In pursuit of speed. Optimization of neural network calculations on the K1967VN044 processor from Milandr

In the article

“The Second Birth of DSP or Launch of Neural Networks on K1967BH044 Processors from Milandr”

We examined in general the task of adapting neural networks for the K1967VN044 DSP processor. The features of the processor and possible methods for its effective use were briefly described. In this article we will try to present in more detail one of these methods, namely, the use of a library of assembly functions for optimal calculation of typical operations found in neural networks.

Since code examples in assembler will now appear, you will have to understand it at least in general terms. As it was quite rightly noted, this processor is a development of the TigerSHARC architecture, so programmers familiar with it will easily recognize this code. For those who have not dealt with it, we can recommend the Programming Guide (https://ic.milandr.ru/upload/iblock/77f/77fac90e79704374aaccc4b44f3244d6.pdf), which provides a detailed description of all the capabilities of the processor, taking into account numerous improvements made by Milander.

However, the main ideas migrate from one DSP to another, so such features as the presence of a large number of registers, performing operations with data only on registers, “tricky” instructions, etc. should not come as a surprise. In addition, brief explanations will be given along the way.

First, let's remember what advantages we were going to use to speed up calculations:
1. wide bus for memory access;
2. the ability to execute several instructions per clock cycle;
3. presence of vector instructions;
4. the presence of “advanced” instructions capable of performing complex operations.

Examples

Fast memory copy

Let's look at the simplest example – copying a memory block. Moreover, we will try to analyze it in sufficient detail, since further on the already described techniques will be mentioned in passing.

So, we have the classic memcpy function, which takes as input the source and destination addresses, as well as the number of bytes. And the obvious implementation is to read a byte into a register, write it to the desired address, move the pointers and decrement the loop counter. In the general case, there is no other way to do it, but the first idea is that if, for example, the addresses are word aligned and the number of bytes is a multiple of four, then you can operate with words, which will give a big gain in speed. Of course, I immediately want to develop this idea to its logical conclusion: use the largest possible portions of data, ensuring the necessary alignment. And in our case, we can achieve this because our objects are large enough to incur memory loss during alignment if necessary.

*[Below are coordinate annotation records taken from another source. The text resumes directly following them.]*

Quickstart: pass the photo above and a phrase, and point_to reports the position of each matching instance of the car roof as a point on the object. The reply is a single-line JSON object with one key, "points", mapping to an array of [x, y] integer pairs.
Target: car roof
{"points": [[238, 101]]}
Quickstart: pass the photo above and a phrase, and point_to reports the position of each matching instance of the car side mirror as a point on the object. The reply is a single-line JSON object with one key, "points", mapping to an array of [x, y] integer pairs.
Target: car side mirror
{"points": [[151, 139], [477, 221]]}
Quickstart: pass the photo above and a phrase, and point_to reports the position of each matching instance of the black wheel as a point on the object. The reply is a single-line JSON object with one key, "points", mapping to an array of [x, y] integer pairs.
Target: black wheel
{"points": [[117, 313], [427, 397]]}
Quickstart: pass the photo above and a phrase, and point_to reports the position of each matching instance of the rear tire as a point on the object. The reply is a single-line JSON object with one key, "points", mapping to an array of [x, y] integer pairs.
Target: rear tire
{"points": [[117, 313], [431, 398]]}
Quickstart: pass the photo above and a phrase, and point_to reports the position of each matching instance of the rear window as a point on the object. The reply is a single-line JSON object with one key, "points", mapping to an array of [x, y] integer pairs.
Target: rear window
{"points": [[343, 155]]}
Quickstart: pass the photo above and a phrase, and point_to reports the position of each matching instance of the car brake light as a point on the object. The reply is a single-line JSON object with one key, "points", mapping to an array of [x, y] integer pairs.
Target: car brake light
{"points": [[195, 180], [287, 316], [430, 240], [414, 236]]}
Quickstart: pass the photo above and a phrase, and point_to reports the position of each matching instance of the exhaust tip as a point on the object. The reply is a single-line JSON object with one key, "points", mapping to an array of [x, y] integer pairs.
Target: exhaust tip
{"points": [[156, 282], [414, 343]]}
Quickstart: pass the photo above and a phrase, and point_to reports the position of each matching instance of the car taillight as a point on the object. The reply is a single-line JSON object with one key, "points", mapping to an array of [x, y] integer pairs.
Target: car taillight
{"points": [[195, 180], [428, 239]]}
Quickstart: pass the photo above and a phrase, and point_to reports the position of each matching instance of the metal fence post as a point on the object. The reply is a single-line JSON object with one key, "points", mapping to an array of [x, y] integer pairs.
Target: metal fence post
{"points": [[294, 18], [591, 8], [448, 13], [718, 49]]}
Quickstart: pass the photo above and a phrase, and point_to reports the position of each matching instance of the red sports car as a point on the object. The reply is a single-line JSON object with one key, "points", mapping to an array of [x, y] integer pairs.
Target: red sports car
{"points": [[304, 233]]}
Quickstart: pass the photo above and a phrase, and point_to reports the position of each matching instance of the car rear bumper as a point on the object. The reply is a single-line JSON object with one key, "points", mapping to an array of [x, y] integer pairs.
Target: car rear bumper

As a result, the function code looks like this:

_copy_i32v8:
    k5:4 = j5:4;  j4 = j4 + 4;;
    j5 = j5 + 4;  lc0 = j6;;
loop1:
    xr3:0 = q[j5 += 8];  yr3:0 = q[k5 += 8];;
    if nlc0e, jump loop1;  q[j4 += 8] = xr3:0;  q[k4 += 8] = yr3:0;;

Let's take a closer look at it.

First, the arguments come in registers j4, j5 and j6. As will be seen later, we need to use both integer modules J and K to be used for addressing, so we copy the source and destination addresses from J to K, and this is done in one instruction. Moreover, on the same line (that is, during the same clock cycle) we shift the receiver pointer (j4) by 4. The processor allows you to read and write a register in one line, and the result of the read will be the previous value.

In the next line we move the source pointer (j5) and set the loop counter.
Why? To do this, look at the next line.

In it, we read into block X 4 words at once at address j5 and 4 words at address k5, and at the same time auto-incrementing of both addresses by 8 is performed.

Now it is clear why the initial shift by 4 was needed, and it is also clear that the counter value should be taken as the number of words divided by 8. In this way, we achieve the maximum possible throughput of the 256-bit bus.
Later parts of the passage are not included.